Wednesday, October 7, 2009

The Golden Rule

“Do unto others as you would have them do unto you.” —Matthew 7:12

This well-known teaching—to the point of being a cliché—encapsulates a deep truth that is central to the question of the humanities.

One of the difficulties facing the humanities is the medium itself. Literature is, by and large, fiction. That is to say, its authors employ imagination to describe the world. We can acknowledge, of course, that the authors’ imaginations are themselves grounded in observation and culturally relevant facts. Nevertheless in our science-dominated culture, many people look suspiciously at the accuracy of fantasy as a vehicle for the truth.

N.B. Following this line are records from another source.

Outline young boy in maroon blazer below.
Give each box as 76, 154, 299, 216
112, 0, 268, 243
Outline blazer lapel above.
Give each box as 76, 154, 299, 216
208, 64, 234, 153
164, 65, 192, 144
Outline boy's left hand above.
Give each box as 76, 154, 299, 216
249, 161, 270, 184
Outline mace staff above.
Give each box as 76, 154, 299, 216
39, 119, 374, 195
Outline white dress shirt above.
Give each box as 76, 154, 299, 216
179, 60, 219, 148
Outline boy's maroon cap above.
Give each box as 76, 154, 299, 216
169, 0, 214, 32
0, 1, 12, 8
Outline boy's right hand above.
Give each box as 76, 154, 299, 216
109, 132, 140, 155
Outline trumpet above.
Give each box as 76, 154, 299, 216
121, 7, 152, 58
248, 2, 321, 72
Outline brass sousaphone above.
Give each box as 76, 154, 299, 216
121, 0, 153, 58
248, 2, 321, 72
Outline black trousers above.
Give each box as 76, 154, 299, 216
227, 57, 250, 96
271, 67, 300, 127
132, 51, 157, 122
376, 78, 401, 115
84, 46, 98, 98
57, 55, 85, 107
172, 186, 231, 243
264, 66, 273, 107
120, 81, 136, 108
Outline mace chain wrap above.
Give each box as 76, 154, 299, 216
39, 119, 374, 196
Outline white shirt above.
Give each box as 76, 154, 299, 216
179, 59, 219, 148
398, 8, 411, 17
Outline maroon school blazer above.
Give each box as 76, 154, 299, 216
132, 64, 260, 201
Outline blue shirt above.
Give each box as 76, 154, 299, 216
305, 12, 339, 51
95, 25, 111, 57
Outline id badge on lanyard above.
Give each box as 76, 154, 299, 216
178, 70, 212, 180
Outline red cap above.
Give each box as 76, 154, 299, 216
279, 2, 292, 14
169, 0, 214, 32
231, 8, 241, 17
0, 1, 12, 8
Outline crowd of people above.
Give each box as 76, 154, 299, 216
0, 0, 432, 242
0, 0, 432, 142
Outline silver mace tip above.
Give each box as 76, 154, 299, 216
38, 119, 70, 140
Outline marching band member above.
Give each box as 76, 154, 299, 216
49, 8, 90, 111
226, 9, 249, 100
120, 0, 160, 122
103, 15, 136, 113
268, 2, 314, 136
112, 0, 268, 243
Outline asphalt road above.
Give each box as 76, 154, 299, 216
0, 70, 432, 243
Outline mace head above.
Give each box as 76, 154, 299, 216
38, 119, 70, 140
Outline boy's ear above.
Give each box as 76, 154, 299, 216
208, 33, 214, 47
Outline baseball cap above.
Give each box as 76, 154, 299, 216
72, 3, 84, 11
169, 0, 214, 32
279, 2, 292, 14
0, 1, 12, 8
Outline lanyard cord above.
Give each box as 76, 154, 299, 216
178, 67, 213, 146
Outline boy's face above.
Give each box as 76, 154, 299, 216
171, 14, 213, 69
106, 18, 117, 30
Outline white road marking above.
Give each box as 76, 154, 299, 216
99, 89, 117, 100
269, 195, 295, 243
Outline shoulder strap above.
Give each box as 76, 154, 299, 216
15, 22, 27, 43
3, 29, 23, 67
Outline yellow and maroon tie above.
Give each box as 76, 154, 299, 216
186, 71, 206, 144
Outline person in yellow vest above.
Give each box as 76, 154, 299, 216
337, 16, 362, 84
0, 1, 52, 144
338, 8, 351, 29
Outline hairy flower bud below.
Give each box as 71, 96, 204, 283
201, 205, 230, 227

The subject of the biblical passage, compassion, is easily misunderstood. Put simply, compassion is not an emotion. The emotional response to suffering—that impulse to weep with someone else—is not compassion. It’s pity. Just like any other humane emotion there is nothing wrong with pity. But Jesus didn’t extol pity for a reason. Like any other emotion, it is a purely instinctive reaction. No thought goes into pity, so pity doesn’t transform the woman who experiences it. Pity doesn’t lead one to a deeper understanding of another person or his predicament.

So what is compassion? Jesus tells us to engage in an imaginative act: if I were that person, how would I want to be treated? What follows are the logical consequences of that presupposition. He tells us to inform our imagination with facts from our experiences, from what we know to be true of the world, and factual reasoning. Jesus commands people, in effect, to perform a type of thought experiment. They then should derive any ethical conclusions from that experiment.

Christianity is not unique in this regard. Most major religions have some teaching similar to the Golden Rule. Buddhism makes a central tenet of compassion. But the biblical passage not only promotes compassion, it also explains how to achieve it. Compassion is an act of imagination, which is informed by experience.

This leads back to the humanities. The arts are nothing if not thought experiments. What if…? Authors and artists employ fantasy to pose questions, and then use their knowledge of the world to follow those questions to certain conclusions. Attentive readers, furthermore, are led to see, at the very least, the point of view of someone in those positions. Readers are induced to experience compassion, and in the process they are transformed; they transcend—momentarily, subtly, but no less validly—their previous self-centered experience of the universe.